The 2005 Mountain West Conference baseball tournament took place from May 23 through 27. All six of the league's teams met in the double-elimination tournament held at University of Utah's Franklin Covey Field. Top seeded UNLV won their third straight and third overall Mountain West Conference Baseball Championship with a championship game score of 7–4 and earned the conference's automatic bid to the 2005 NCAA Division I baseball tournament.

== Seeding ==
The teams were seeded based on regular season conference winning percentage only.
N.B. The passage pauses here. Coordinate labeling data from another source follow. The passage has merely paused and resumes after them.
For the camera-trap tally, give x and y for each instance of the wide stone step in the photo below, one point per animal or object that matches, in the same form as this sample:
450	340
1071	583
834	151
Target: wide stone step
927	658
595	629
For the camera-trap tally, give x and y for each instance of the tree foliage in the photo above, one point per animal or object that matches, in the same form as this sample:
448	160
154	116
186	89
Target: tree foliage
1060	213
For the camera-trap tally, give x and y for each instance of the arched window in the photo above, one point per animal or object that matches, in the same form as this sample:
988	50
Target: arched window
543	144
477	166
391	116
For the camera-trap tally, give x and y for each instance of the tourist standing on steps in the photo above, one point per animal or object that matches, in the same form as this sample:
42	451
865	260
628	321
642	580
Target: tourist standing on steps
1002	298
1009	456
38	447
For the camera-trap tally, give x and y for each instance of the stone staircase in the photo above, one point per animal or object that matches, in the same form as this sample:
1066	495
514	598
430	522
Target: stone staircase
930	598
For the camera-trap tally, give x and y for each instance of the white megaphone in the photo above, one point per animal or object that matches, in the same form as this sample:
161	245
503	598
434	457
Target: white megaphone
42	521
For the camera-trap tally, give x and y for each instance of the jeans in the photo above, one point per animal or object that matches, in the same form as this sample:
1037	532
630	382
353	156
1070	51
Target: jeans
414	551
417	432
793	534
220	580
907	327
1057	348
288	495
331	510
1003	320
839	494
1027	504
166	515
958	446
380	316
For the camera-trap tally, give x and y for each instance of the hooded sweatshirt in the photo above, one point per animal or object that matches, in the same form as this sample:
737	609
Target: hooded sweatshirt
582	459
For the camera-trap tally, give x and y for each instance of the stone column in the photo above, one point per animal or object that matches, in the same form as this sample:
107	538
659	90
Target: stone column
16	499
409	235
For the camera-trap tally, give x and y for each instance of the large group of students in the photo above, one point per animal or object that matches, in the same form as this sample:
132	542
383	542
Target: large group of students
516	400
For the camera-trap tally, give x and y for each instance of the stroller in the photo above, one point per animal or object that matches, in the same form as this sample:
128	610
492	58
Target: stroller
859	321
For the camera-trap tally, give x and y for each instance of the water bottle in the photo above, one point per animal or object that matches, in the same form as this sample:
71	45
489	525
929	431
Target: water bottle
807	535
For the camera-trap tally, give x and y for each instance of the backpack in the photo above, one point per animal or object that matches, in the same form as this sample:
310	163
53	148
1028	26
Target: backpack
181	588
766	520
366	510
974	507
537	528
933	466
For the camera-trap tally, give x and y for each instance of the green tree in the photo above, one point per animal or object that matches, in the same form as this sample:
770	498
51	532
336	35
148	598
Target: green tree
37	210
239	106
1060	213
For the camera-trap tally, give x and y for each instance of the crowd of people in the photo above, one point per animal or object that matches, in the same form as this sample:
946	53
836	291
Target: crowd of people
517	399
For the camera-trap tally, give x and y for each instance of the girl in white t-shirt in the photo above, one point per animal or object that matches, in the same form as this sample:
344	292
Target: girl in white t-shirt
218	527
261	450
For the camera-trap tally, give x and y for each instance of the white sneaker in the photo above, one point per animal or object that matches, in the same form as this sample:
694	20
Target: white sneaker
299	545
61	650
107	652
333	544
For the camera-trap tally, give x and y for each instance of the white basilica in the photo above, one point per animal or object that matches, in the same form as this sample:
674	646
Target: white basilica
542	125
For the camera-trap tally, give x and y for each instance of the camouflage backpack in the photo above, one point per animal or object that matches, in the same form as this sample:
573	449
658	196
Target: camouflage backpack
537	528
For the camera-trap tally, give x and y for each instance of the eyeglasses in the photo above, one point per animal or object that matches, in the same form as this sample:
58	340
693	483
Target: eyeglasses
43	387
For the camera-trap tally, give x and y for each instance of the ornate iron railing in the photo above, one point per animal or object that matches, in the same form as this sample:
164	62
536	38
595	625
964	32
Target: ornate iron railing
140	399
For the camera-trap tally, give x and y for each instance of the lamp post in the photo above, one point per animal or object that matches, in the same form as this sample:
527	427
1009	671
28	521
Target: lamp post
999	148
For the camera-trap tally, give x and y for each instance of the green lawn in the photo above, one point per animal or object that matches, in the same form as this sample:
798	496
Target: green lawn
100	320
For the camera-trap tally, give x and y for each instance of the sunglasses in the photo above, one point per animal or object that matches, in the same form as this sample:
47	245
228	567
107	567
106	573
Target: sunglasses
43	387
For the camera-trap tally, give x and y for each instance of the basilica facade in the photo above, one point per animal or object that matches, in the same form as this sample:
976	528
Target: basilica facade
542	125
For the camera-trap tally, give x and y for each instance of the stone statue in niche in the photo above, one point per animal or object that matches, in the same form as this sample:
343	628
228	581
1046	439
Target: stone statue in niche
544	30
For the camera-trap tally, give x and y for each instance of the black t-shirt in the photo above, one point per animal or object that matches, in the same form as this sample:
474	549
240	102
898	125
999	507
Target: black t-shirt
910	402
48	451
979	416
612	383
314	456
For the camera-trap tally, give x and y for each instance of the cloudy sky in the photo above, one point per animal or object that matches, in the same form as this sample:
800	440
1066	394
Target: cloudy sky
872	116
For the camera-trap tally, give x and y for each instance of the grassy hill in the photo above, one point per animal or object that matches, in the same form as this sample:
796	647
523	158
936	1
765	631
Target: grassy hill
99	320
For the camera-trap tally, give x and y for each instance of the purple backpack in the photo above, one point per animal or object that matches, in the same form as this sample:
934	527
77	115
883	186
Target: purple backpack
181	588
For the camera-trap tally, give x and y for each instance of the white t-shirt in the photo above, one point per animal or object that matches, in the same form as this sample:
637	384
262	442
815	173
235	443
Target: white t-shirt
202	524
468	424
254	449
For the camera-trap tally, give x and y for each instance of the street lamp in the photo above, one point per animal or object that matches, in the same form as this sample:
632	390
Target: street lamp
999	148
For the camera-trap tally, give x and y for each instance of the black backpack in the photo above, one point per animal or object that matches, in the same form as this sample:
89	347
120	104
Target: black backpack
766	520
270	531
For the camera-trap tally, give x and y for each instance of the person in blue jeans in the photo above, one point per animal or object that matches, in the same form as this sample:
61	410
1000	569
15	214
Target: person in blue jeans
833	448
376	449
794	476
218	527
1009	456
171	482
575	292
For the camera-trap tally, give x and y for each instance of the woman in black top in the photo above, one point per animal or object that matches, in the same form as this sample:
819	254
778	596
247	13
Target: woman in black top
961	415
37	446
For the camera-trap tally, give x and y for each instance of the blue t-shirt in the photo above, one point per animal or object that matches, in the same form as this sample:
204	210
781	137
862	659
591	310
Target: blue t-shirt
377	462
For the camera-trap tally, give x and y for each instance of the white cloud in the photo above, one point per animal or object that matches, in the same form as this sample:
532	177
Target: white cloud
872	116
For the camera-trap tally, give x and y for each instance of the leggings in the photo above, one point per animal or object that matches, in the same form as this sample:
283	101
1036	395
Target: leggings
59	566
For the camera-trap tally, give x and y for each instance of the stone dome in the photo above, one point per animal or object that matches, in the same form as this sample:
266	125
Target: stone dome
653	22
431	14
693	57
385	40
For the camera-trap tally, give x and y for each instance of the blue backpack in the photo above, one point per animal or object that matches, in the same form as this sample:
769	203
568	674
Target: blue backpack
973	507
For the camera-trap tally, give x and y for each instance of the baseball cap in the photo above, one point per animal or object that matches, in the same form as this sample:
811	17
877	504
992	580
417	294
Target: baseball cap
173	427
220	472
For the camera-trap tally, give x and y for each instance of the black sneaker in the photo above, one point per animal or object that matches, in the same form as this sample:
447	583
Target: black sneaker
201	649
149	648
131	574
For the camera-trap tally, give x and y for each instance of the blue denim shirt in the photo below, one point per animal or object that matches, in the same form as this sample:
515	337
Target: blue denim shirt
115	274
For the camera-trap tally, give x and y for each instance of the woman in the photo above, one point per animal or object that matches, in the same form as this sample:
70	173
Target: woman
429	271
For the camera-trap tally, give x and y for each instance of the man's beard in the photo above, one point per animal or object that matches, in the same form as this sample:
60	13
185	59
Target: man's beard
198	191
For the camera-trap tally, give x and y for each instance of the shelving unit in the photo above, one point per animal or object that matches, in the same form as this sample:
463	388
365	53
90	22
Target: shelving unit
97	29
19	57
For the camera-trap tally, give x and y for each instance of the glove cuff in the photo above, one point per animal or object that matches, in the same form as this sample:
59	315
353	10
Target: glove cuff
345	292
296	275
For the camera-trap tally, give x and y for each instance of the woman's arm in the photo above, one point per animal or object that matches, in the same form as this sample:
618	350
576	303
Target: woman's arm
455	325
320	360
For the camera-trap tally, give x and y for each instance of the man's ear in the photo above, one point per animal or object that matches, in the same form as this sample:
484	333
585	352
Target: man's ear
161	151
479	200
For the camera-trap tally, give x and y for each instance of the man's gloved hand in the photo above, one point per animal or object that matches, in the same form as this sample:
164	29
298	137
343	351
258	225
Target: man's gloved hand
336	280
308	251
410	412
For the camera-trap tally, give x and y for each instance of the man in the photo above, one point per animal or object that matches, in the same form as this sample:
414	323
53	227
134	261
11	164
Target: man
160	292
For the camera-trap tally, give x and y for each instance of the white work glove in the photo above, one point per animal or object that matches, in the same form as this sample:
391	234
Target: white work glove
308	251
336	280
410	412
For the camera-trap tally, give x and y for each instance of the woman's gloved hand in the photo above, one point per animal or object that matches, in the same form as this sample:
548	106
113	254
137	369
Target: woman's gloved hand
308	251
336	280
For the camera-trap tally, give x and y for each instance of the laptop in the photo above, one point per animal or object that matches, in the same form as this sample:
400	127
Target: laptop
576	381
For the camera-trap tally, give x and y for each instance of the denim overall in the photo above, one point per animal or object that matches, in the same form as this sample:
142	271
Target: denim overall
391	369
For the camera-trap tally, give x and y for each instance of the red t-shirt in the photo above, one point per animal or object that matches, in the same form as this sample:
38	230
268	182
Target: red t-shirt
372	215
| Team | W | L | Pct. | GB | Seed |
|---|---|---|---|---|---|
| UNLV | 23 | 7 | .767 | – | 1 |
| BYU | 21 | 9 | .700 | 2 | 2 |
| San Diego State | 17 | 13 | .567 | 6 | 3 |
| New Mexico | 15 | 15 | .500 | 8 | 4 |
| Utah | 10 | 20 | .333 | 13 | 5 |
| Air Force | 4 | 26 | .133 | 19 | 6 |

== All-Tournament Team ==

| Name | Class | POS | Team |
|---|---|---|---|
| Ryan Chambers | Sr. | OF | BYU |
| Dave Horlacher | Jr. | P | BYU |
| Chris Carlson | So. | OF | New Mexico |
| Quintin Berry | So. | OF | San Diego State |
| Lance Zawadzki | So. | 2B | San Diego State |
| Ryan Bird | Jr. | OF | UNLV |
| Chris Bonnell | So. | 1B | UNLV |
| Matt Luca | Jr. | P | UNLV |
| J. C. Sibley | Sr. | OF | UNLV |
| Josh Cooper | Jr. | P | Utah |
| Apana Nakayama | Jr. | DH | BYU |

=== Most Valuable Player ===
Matt Wagner, a pitcher for the champion UNLV Rebels, was named the tournament Most Valuable Player.